Many of these companies are going to need debt restructurings done fast and cheap. The U.S. bankruptcy system has many good attributes, but no one describes the current U.S. bankruptcy system as either fast or cheap.
Alternative options include having financially challenged small and midsize companies (as an example, those with under $20 million of secured debt with a relatively simple debt structure) use bankruptcy alternatives such as those identified below. The key to all of these methods is to have an objective third-party financial adviser put together realistic multi-year financial projections for the distressed business. It is critical that business owners seek outside help. An experienced skilled financial professional who is also objective adds credibility in the eyes of the creditor base.
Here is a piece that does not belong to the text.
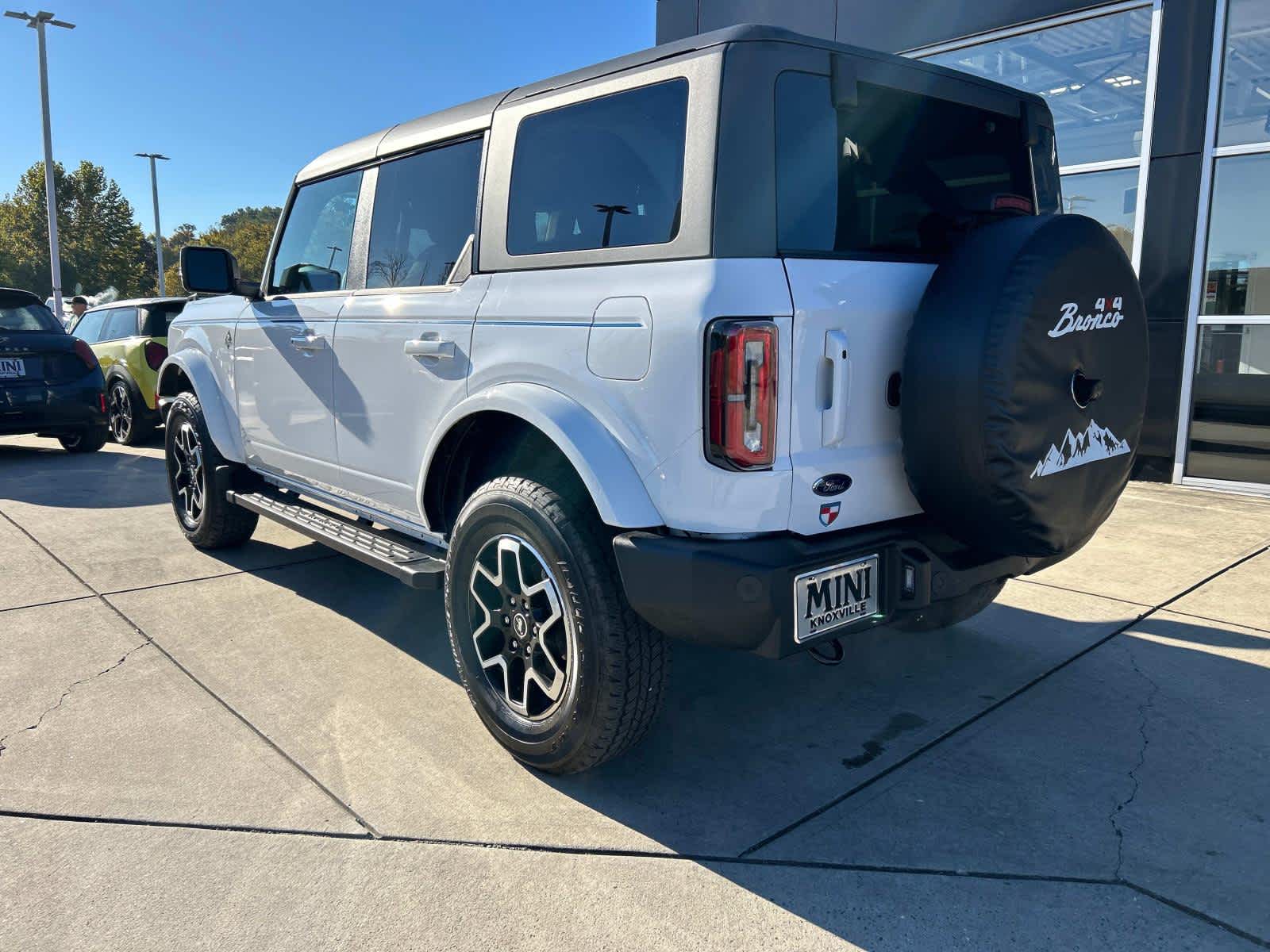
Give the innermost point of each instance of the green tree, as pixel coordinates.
(102, 245)
(244, 232)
A sample plan (albeit each case is different) would be to use, for example, 75% of free cash flow produced by the company to provide pro-rata distributions to unsecured creditors payable twice a year. Unsecured creditor debt would be frozen as a non-interest-bearing note and set aside in an unsecured creditors pool. Free cash flow would be defined as net income less capital expenditures and less “scheduled” bank debt principal payments. After the term of the plan (typically three to five years), any unpaid unsecured creditors pool balance would be forgiven. The following are venues to accomplish this tactic outside of filing bankruptcy:
- Out-of-Court Debt Composition Plan. This venue assumes that you can get at least 90%, for example, of your unsecured creditors by claim amount to consent to an unsecured creditors’ composition plan. You will need a written plan with projections and projected payments to the unsecured creditors’ pool to share with all creditors and you need to have each unsecured creditor vote and agree to be bound if the debt composition plan achieves a chosen voting threshold (90% in this example).
- State Court Receivership or State Assignment for Benefit of Creditors (ABC). This is the same as the debt composition plan, but it’s done in state court if it is a receivership. An ABC is either a state court process or a common-law process depending on the laws and practice of the specific state involved. These processes work well if all the major creditors are within the state borders of the company or consent to the process. Having a court process gives the unsecured creditors even more comfort that the debt composition process is fair and objective and not a sham.
- Federal Court Receivership. This is essentially the same as a state court receivership and ABC. The difference is that a federal process can bind parties across state borders. So, this is the most powerful tool short of a bankruptcy process. However, it requires that the company be domiciled in a different state than the secured lender to satisfy the federal diversity standard.
If we want to save U.S. businesses by restructuring their debts, then we need to use the above three bankruptcy alternatives in the middle market and not the bankruptcy process. These alternatives offer the advantages of lower cost, greater speed, and the ability of the owner to get a second chance.
However, bankruptcy alternatives can only work to provide the company and the owner a second chance if both the owner and the bank as secured lender work cooperatively for the long-term benefit of all parties.
Dan Dooley is CEO of MorrisAnderson, a financial advisory consultancy located in Chicago. Sheryl L. Toby is business services member at Dykema Gossett PLLC, located in one of the firm’s metro-Detroit offices.